We have seen that the quantum cryptosystem is a way of exchanging a secret key without ever having met in person or having access to a secure channel. This secret key could then be used for a one time pad cipher. Used in this way, quantum cryptography is likely unbreakable. A fully functional prototype of the system was built in 1989 at IBM that had a separation of 32 cm in between Alice and Bob. This prototype proved that the system does work practically as well as in theory. There have been other recent breakthroughs in technology that indicate that quantum cryptography will be practical before quantum computers.

If quantum cryptography is proven unbreakable and becomes practical, then the code makers will have won the battle against the code breakers.

 

References

1. Benjamin, Simon, "Single Photons 'on Demand'", Science vol. 290, 2000, pp. 2273-2274.

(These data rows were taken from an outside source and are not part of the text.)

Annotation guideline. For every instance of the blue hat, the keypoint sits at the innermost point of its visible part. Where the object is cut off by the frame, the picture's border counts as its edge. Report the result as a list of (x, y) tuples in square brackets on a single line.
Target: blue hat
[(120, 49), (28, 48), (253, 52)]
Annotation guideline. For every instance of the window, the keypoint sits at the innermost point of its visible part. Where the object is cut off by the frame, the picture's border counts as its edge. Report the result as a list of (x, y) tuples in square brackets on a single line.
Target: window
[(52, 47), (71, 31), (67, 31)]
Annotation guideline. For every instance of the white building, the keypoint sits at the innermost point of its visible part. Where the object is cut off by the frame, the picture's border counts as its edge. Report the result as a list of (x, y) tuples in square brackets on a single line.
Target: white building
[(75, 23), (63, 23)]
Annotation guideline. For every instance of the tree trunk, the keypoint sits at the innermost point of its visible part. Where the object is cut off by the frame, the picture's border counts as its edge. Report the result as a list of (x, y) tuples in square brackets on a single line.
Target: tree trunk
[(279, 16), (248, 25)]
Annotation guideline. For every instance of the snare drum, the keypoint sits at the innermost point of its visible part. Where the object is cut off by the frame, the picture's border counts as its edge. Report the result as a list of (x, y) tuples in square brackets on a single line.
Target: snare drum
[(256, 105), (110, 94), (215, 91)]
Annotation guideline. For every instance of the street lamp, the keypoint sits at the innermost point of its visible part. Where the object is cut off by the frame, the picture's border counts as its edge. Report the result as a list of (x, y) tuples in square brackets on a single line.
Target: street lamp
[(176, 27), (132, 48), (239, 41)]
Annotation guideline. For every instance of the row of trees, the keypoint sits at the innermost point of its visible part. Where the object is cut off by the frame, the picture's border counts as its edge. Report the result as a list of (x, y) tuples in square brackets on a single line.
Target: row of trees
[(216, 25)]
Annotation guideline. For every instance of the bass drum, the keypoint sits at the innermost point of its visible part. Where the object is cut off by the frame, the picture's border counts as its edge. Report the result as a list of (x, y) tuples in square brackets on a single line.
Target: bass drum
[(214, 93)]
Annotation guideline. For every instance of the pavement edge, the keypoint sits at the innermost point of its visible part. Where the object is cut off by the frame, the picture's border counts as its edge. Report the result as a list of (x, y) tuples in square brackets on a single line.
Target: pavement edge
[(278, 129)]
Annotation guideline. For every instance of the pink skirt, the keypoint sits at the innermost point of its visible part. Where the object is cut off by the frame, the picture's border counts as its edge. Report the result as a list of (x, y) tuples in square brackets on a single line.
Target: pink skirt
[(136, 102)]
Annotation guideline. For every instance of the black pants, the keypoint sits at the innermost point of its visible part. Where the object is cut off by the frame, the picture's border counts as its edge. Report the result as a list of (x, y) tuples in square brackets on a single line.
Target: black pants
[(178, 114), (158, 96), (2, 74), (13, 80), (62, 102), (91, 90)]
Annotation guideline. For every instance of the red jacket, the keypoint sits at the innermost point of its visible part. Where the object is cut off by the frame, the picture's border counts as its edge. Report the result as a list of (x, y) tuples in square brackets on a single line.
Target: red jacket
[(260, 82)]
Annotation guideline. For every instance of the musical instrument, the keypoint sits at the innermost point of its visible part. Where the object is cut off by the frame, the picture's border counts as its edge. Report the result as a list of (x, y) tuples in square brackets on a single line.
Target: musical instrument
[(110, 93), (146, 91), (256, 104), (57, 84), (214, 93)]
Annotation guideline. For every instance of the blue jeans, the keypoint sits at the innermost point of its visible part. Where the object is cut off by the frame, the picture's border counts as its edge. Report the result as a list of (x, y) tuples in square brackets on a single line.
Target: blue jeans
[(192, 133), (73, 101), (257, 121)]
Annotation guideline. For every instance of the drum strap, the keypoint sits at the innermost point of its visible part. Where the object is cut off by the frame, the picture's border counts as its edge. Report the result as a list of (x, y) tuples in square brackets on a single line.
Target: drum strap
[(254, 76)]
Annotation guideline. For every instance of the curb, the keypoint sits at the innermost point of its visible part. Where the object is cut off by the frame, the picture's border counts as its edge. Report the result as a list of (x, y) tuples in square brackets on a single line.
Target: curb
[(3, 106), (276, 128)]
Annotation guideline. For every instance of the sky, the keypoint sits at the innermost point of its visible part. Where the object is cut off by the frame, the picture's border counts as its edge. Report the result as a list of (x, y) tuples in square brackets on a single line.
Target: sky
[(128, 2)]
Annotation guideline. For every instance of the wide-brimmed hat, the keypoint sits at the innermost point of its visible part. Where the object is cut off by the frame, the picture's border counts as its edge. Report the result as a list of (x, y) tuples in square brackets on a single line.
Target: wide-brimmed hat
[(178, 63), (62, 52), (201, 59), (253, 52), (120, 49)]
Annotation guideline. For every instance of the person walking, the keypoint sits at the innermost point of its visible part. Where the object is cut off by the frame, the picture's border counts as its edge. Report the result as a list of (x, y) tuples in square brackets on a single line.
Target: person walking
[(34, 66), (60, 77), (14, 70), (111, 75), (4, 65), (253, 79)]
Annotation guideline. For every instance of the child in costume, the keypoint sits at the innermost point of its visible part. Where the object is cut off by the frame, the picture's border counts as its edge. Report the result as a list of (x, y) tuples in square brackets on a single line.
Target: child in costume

2. Bennett, Charles H. and Shor, Peter W., "Privacy in a Quantum World", Science vol. 284, 1999, pp. 747-748.

3. Bennett, C. H., Bessette, F., Brassard, G., Salvail, L. and Smolin, J., "Experimental quantum cryptography", Journal of Cryptology, vol. 5, no. 1, 1992, pp. 3 - 28

4. Brassard, G., Crépeau, C., Jozsa, R. and Langlois, D., "A quantum bit commitment scheme provably unbreakable by both parties", Proceedings of the 34th Annual IEEE Symposium on Foundations of Computer Science, November 1993, pp. 362 - 371.

5. Brassard, Gilles, "A bibliography of quantum cryptography", http://www.cs.mcgill.ca/~crepeau/CRYPTO/Biblio-QC.html, April 24, 2002.

6. Bennett, C. H., "Quantum cryptography: Uncertainty in the service of privacy", Science, vol. 257, 7 August 1992, pp. 752 - 753.

7. Bennett, C. H., Brassard, G. and Ekert, A. K., "Quantum cryptography", Scientific American, October 1992, pp. 50 - 57.

8. Ekert, A. K., "Quantum cryptography based on Bell's theorem", Physical Review Letters, vol. 67, no. 6, 5 August 1991, pp. 661 - 663.

9. Shor, P.W., "Polynomial-time algorithms for prime factorization and discrete logarithms on a quantum computer", SIAM J. Computing 26, pages 1484-1509 (1997).

10. Werner, M. J. and Milburn, G. J., "Eavesdropping using quantum-nondemolition measurements", Physical Review A, vol. 47, no. 1, January 1993, pp. 639 - 641.

11. Wiesner, S., "Conjugate coding", Sigact News, vol. 15, no. 1, 1983, pp. 78 - 88; original manuscript written circa 1970.